It is far from clear whether off-patent biological medicines can offer the same cost savings as those offered by off-patent non-biological (chemically derived) medicines, write a group of Brussels-based health economists in the European Journal of Health Economics. Several key factors will play a role in realizing the potential of these effective low-cost agents, including regulatory issues, price and reimbursement policies and, ultimately, whether physicians can be assured of their safety and effectiveness .
Biosimilar sales represent a relatively small proportion of the EU pharmaceutical market, but this is increasing steadily. The price difference between biological originator medicines and their biosimilars currently stands at between 10 and 35%, which varies according to country and medicine. Price differences of up to 80% have been attributed to generic competition, but theoretical models predict that biosimilar competition will lead to less dramatic price reductions.
Most data on biosimilar uptake is provided by the US-based healthcare information firm IMS data. A recent study used IMS data to provide estimates on biosimilar-related savings between 2007 and 2020 for eight European countries (France, Germany, Italy, Poland, Romania, Spain, Sweden, and UK) . Predicted savings related to biosimilar monoclonal antibodies ranged between Euros 11.8 billion and Euros 33.4 billion. But these estimates relied heavily on assumptions about the German pharmaceutical market, write Maria-Isabel Farfan-Portet et al. , and on large predicted savings with monoclonal antibodies – for which biosimilars are not yet available.
Clearly, considerable savings could be made with the introduction of biosimilars, but there are several obstacles to their uptake. Regulatory issues, biosimilar acceptability among physicians, price and reimbursement policies as well as supply and demand-side incentives will finally determine the level of biosimilar-related savings.
Effective measures need to be put in place in order to improve biosimilar uptake, write Farfan-Portet et al. One issue that needs addressing is that making prescriptions using the International Nonproprietary Name (INN), or generic name, is not currently an option for biosimilar medicines. They are biosimilars not ‘bioidenticals’. INN prescribing has driven the ever increasing uptake of generic medicines, and now policymakers must work towards putting a suitable alternative system in place for biosimilars.

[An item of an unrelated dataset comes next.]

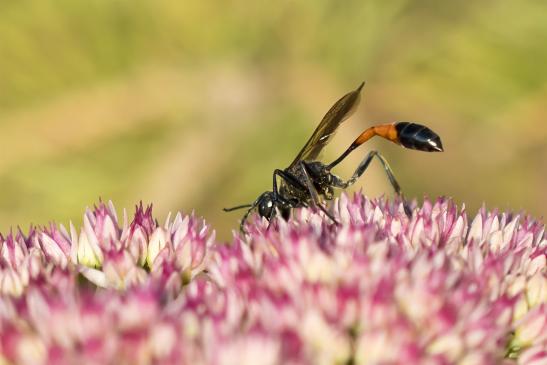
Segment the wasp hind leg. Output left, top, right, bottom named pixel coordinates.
left=335, top=151, right=412, bottom=217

Physicians may also be wary of switching patients to biosimilars if those patients have chronic disease and have been long-term users of an originator drug. Even when patients have not been on the originator drug previously, physicians may not be given sufficient information and may overlook the financial advantages of prescribing biosimilars.
The two markets – generics and biosimilars – behave differently. Ruling out this segmentation, to the point where the price reductions seen with generics are mirrored by biosimilars, will depend on experience with biosimilars. It is important that healthcare workers are supplied with clinical data that proves the effectiveness and safety of biosimilars, particularly where this involves switching. At the same time, prescribers must be made aware of all the advantages of these lower-cost medicines.
Such views echo those expressed elsewhere, for example, by Ebbers et al. writing in the journal Drug Discovery Today . Writing in 2012, Ebbers et al. noted that concerns about the safety and efficacy of biosimilars had dissuaded many healthcare professionals from prescribing them. He and his co-authors suggested increased engagement between regulatory authorities and the medical community over the drafting of regulatory guidelines.
In the case of Europe, Ebbers et al. suggested that a platform should be established to facilitate dialogue with European medical associations on issues of common interest, which could promote the acceptance of regulation. Failing to involve doctors when putting together regulations would slow down the acceptance of ‘the cost-effective and innovative medicinal products of the future’, Ebbers says .
With the expiry of market exclusivity of major biological blockbusters, many of the companies that produce those blockbusters are starting to develop their own biosimilars. This could cause significant changes to the pattern currently seen. These companies are already significantly experienced in the production of complex biologicals. Their experience could well lead to increasingly optimized production of biosimilars at low cost. This could even lead to further optimized production of originator molecules, all of which could only increase the likelihood of price cuts for biosimilars.
It is likely that originator companies will also produce biosimilar monoclonal antibodies, and are likely to have different marketing strategies than those employed by the companies that currently make biosimilars. It remains an open question, writes Farfan-Portet, whether these companies will use the same strategies and provide similar levels of information services for their innovator products and for biosimilars. The addition of originator companies to the biosimilar story could well change the current perception of biosimilars and, they write, even change the current biosimilar business model.
‘Lack of market penetration of the currently available biosimilars may be seen as a lost opportunity, less in terms of current savings than as a barrier for potential future savings,’ writes Farfan-Portet. The question of how much money will be saved will rely on regulatory issues, whether physicians will accept biosimilars, and price and reimbursement policies. ‘The challenge for policy makers in the coming years will be to set effective measures leading to improved biosimilar uptake,’ they conclude.
Competing interests: None.
Provenance and peer review: Article abstracted based on published scientific or research papers recommended by members of the Editorial Board; internally peer reviewed.